Heute im Jahr 2016 – 75 Jahre nach dem Überfall Hitlerdeutschlands auf die Sowjetunion – leben wir jedoch wieder in einer Zeit der Konfrontation und der neuen Hochrüstung. Der 75. Jahrestag des 22. Juni 1941 ist daher ein Tag aktueller Herausforderungen.
Wir rufen dazu auf, aus dem bislang schrecklichsten aller Kriege endlich die Lehren zu ziehen: für eine neue Qualität der deutsch-russischen Beziehungen.
Die deutsch-russischen Wirtschaftsbeziehungen sind für beide Länder von herausragender Bedeutung. Russische Kunst, Literatur, Musik und Ballett gehören ebenso zu den Säulen europäischer Kultur wie die deutsche. Dies kann die Basis sein für freundschaftliche Beziehungen, in denen offen und mit Verständnis für die jeweiligen Interessen der anderen Seite über unterschiedliche politische Konzepte im besten Sinne eines Diskurses gestritten werden kann. Das schliesst die wechselseitige Kritik an gesellschaftlichen Fehlentwicklungen und einseitigen Massnahmen ausdrücklich mit ein. Alle Gesprächsbeziehungen und Formate müssen dazu genutzt werden, für immer eine neue bewaffnete Auseinandersetzung zwischen Deutschland und Russland auszuschliessen.

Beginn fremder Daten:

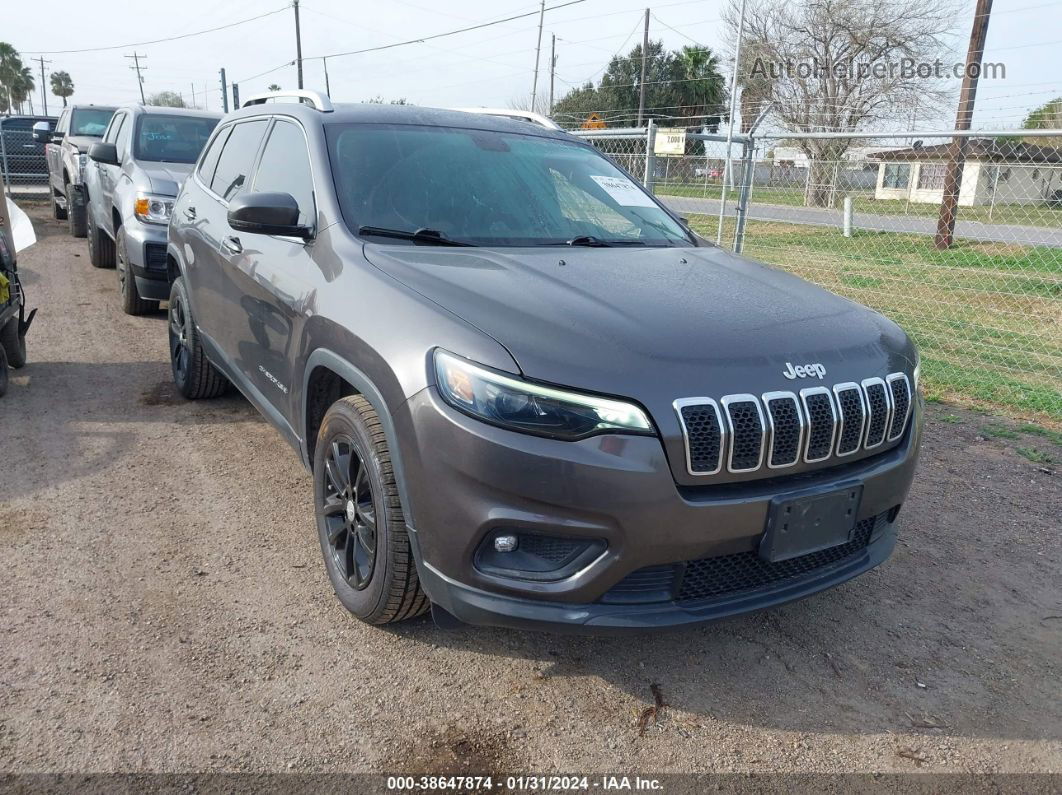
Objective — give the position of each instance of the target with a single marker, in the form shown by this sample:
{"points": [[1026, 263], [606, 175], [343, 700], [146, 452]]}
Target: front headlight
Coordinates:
{"points": [[152, 209], [530, 408]]}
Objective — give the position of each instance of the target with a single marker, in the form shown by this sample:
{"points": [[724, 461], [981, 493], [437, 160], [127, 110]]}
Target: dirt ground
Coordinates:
{"points": [[165, 607]]}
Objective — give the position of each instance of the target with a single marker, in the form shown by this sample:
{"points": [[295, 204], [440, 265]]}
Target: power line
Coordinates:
{"points": [[157, 40]]}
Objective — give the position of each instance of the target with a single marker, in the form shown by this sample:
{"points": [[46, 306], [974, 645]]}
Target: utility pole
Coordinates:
{"points": [[537, 50], [139, 78], [552, 70], [641, 82], [953, 178], [44, 93], [298, 45], [224, 92]]}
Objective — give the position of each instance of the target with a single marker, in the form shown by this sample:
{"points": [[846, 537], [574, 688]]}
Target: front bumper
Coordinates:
{"points": [[146, 248], [465, 480]]}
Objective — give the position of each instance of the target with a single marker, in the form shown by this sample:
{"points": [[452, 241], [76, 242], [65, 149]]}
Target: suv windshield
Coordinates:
{"points": [[90, 121], [172, 138], [489, 188]]}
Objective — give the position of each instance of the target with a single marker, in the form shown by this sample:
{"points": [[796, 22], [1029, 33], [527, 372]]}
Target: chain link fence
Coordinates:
{"points": [[858, 214], [22, 160]]}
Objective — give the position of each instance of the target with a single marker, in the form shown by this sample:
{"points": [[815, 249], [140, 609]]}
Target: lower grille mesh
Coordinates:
{"points": [[731, 574]]}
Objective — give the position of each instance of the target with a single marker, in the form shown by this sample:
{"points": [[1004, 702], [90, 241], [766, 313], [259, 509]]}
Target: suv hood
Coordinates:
{"points": [[167, 177], [651, 324]]}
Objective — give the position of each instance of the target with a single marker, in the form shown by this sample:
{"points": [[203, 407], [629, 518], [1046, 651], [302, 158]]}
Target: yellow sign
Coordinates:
{"points": [[594, 122], [670, 141]]}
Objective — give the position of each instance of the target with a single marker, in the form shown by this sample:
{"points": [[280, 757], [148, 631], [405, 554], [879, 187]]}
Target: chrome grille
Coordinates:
{"points": [[852, 410], [786, 426], [900, 392], [780, 429], [877, 409], [747, 431], [821, 422], [703, 430]]}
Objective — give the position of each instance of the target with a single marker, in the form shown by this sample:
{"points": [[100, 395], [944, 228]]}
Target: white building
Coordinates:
{"points": [[994, 173]]}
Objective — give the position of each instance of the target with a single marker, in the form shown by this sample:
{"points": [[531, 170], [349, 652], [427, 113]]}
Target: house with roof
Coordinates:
{"points": [[994, 173]]}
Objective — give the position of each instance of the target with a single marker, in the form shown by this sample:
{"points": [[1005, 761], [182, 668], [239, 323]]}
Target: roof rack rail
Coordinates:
{"points": [[315, 99], [529, 116]]}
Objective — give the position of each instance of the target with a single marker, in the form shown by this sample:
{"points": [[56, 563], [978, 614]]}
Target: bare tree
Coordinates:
{"points": [[840, 66]]}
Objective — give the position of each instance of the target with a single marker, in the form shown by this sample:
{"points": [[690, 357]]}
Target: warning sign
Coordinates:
{"points": [[670, 141], [594, 122]]}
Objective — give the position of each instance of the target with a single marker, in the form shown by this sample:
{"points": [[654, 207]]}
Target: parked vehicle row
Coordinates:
{"points": [[528, 393]]}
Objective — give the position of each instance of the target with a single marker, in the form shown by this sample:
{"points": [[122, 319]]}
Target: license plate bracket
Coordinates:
{"points": [[801, 525]]}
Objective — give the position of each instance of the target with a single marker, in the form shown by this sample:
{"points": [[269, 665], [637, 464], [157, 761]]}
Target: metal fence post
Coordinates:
{"points": [[749, 156], [650, 155]]}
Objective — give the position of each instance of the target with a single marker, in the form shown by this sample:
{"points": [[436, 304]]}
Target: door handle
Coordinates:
{"points": [[232, 245]]}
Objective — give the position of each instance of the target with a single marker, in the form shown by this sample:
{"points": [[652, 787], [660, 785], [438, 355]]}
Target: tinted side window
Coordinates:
{"points": [[237, 157], [122, 144], [209, 161], [286, 168], [116, 124]]}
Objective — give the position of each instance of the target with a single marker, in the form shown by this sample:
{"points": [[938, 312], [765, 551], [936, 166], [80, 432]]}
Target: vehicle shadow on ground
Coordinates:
{"points": [[88, 409], [886, 653]]}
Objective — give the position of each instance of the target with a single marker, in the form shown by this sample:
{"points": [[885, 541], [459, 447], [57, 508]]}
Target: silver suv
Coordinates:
{"points": [[133, 178]]}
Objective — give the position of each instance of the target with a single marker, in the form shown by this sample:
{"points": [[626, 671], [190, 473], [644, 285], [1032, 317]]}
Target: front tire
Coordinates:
{"points": [[132, 303], [75, 212], [57, 212], [101, 248], [359, 516], [13, 343], [192, 373]]}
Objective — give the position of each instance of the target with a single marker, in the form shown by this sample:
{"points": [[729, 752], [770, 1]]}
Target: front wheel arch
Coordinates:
{"points": [[323, 366]]}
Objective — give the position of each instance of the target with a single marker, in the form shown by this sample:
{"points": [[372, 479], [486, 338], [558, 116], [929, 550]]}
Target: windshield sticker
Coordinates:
{"points": [[623, 191]]}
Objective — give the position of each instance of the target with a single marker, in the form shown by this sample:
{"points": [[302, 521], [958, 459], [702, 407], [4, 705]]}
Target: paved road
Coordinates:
{"points": [[165, 607], [908, 224]]}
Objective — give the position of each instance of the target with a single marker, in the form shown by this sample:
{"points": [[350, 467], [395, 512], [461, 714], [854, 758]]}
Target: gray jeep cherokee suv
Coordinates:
{"points": [[528, 394], [132, 178]]}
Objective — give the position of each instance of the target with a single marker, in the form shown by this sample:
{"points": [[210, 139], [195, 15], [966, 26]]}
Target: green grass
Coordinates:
{"points": [[1034, 455], [998, 432], [1054, 436], [1030, 214], [987, 316]]}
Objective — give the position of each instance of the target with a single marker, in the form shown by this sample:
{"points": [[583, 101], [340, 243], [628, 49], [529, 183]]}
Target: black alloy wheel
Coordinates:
{"points": [[349, 512]]}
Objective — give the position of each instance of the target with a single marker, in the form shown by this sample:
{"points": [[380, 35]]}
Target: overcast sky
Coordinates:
{"points": [[489, 67]]}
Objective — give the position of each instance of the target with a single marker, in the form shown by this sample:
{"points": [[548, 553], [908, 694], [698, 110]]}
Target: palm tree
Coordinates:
{"points": [[11, 65], [62, 85], [701, 89], [22, 87]]}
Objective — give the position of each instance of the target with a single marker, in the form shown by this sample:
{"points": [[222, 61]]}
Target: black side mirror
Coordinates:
{"points": [[105, 153], [268, 213], [43, 133]]}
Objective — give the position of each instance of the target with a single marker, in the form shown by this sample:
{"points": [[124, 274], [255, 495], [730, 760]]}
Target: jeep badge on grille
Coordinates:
{"points": [[804, 370]]}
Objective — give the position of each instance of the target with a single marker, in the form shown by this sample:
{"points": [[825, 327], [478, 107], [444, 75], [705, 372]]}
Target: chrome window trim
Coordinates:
{"points": [[888, 411], [910, 403], [725, 402], [833, 410], [802, 425], [846, 386], [679, 405]]}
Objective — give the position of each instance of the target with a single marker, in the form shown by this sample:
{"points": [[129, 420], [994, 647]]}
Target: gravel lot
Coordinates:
{"points": [[165, 607]]}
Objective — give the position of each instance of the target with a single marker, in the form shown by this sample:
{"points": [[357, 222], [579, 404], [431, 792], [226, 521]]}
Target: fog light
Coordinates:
{"points": [[504, 543]]}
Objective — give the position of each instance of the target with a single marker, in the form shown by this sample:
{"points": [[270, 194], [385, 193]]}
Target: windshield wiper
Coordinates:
{"points": [[588, 240], [430, 237]]}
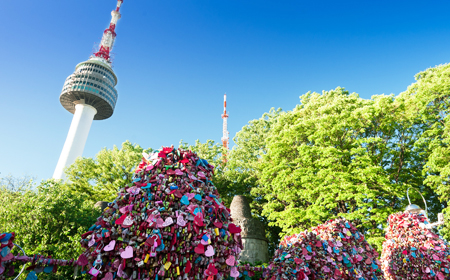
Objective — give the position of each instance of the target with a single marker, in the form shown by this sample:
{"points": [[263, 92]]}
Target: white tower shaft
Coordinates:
{"points": [[76, 138]]}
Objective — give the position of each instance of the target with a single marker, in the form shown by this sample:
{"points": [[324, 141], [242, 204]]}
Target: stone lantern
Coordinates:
{"points": [[253, 234]]}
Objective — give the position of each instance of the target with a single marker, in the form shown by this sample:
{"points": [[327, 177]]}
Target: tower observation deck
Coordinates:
{"points": [[89, 93]]}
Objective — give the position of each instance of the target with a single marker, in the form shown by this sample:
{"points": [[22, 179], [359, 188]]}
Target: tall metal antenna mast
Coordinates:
{"points": [[225, 137], [109, 35]]}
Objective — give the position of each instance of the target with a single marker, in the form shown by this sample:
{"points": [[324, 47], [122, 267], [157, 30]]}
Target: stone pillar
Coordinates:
{"points": [[253, 234]]}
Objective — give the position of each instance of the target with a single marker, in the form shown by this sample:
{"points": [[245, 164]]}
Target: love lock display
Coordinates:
{"points": [[168, 222], [412, 250], [334, 250], [6, 256]]}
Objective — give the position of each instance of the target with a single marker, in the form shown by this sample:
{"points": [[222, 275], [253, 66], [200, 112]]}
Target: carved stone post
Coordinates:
{"points": [[253, 233]]}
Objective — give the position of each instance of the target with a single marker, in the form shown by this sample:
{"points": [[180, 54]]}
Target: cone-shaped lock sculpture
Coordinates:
{"points": [[167, 223]]}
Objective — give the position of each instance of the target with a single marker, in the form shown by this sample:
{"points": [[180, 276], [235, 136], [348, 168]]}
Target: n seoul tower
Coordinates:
{"points": [[89, 94]]}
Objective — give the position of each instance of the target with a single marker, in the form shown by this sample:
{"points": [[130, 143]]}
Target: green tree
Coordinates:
{"points": [[337, 154], [428, 101], [102, 176], [47, 220]]}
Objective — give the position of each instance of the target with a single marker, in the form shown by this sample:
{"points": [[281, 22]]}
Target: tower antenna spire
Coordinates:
{"points": [[225, 136], [109, 35]]}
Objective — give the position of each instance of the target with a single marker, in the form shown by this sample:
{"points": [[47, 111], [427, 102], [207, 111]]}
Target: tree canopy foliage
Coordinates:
{"points": [[101, 177]]}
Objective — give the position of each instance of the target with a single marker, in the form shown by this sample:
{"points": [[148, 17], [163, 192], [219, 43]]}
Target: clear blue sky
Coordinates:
{"points": [[176, 58]]}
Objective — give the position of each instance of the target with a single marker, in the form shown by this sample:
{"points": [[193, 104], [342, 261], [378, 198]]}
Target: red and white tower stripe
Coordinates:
{"points": [[109, 35], [225, 137]]}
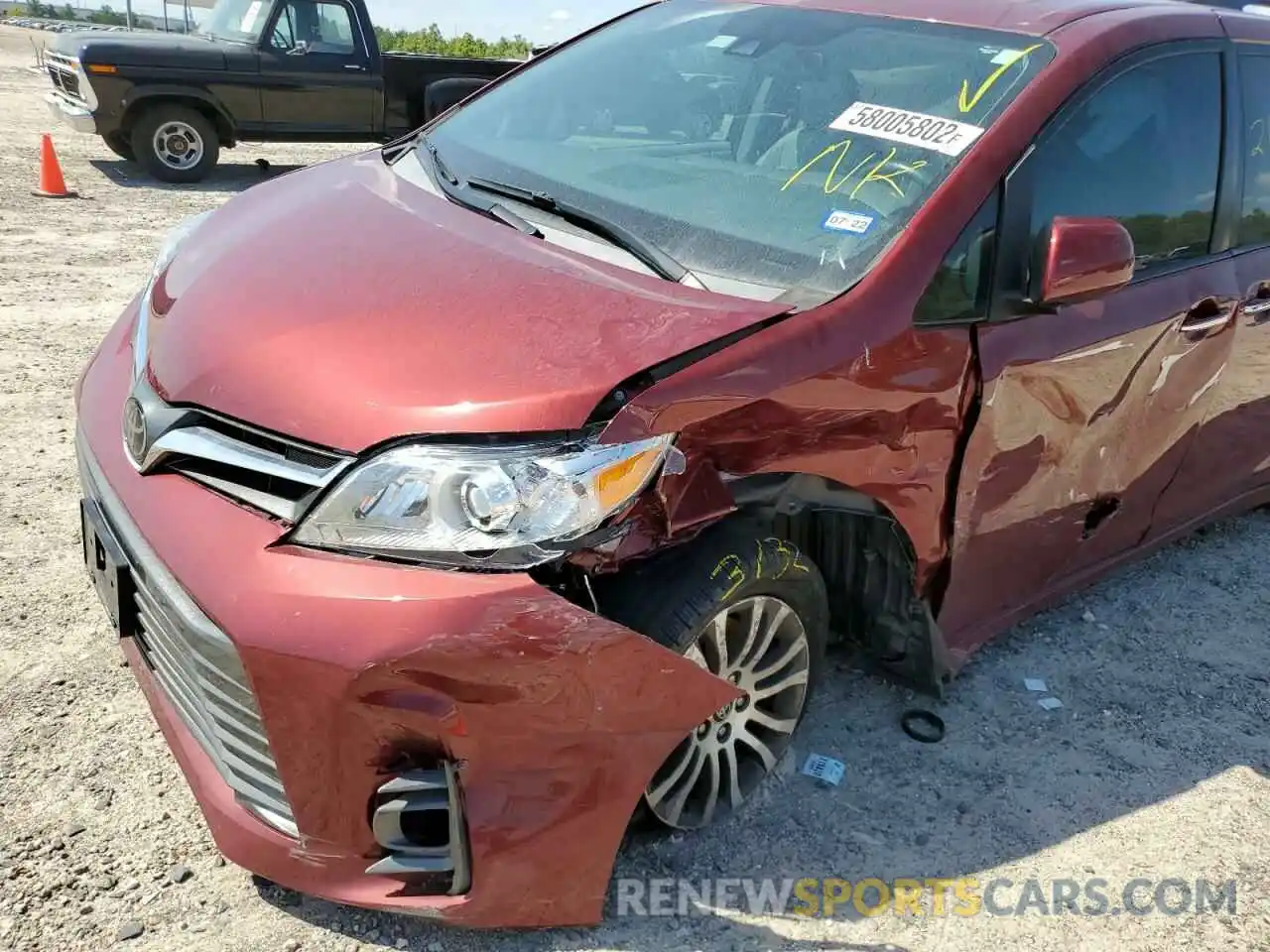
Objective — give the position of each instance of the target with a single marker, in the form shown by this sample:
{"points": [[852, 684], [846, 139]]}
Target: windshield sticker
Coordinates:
{"points": [[848, 221], [1005, 60], [250, 17], [876, 173], [947, 136]]}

Atomare und konventionelle Abrüstung

Abrüstung ist notwendig, um die sozialen Herausforderungen zu bewältigen und einen Beitrag zur Lösung der globalen Probleme des 21. Jahrhunderts zu leisten. Eine völlige Abrüstung aller Atomwaffen ist erforderlich, um das Überleben der Menschheit zu sichern. Anstelle des Aufbaus von Raketenbasen in Osteuropa und der Entsendung deutscher Truppen an die Grenzen Russlands – wie bei dem derzeit geplanten Aufbau von vier NATO-Bataillonen in Polen und im Baltikum, davon eines in Litauen unter deutscher Führung – benötigen wir eine Stärkung von Institutionen der kollektiven Sicherheit wie der OSZE. In der NATO-Russland-Grundakte von Paris vom 27. Mai 1997 hat die NATO ausdrücklich auf die dauerhafte Stationierung von Kampftruppen in Osteuropa verzichtet. Alle Parteien des Vertrages haben sich dazu bekannt, dass sie keine Gegner sind und die Sicherheit aller Staaten in der euro-atlantischen Gemeinschaft unteilbar ist. Zu diesen Verpflichtungen und Erkenntnissen gilt es zurückzukehren, um mittelfristig auch die Politik der gegenseitigen wirtschaftlichen Sanktionen zu beenden. Zu Recht hat Helmut Schmidt in seinem Brief vom 18. Dezember 2014 an Helmut Kohl dazu ermahnt, der Westen müsse, genauso wie Russland und die Ukraine, aufpassen, dass wir nicht alles verspielen, was wir schon einmal erreicht haben.
An dem historischen Jahrestag des 22. Juni 2016 wenden wir uns daher an Bundeskanzlerin Dr. Angela Merkel und die deutsche Bundesregierung: Allein eine Politik der Verständigung mit Russland und der Lösung von Konflikten und Interessenwidersprüchen auf der Grundlage des Völkerrechts bietet die Perspektive einer friedlichen Zukunft für Europa.
Dabei wissen wir: Nur mit dem Engagement der Friedensbewegung und aller Bürgerinnen und Bürger, die an die friedliche Zukunft eines gemeinsamen europäischen Hauses glauben, können wir dieses Ziel erreichen.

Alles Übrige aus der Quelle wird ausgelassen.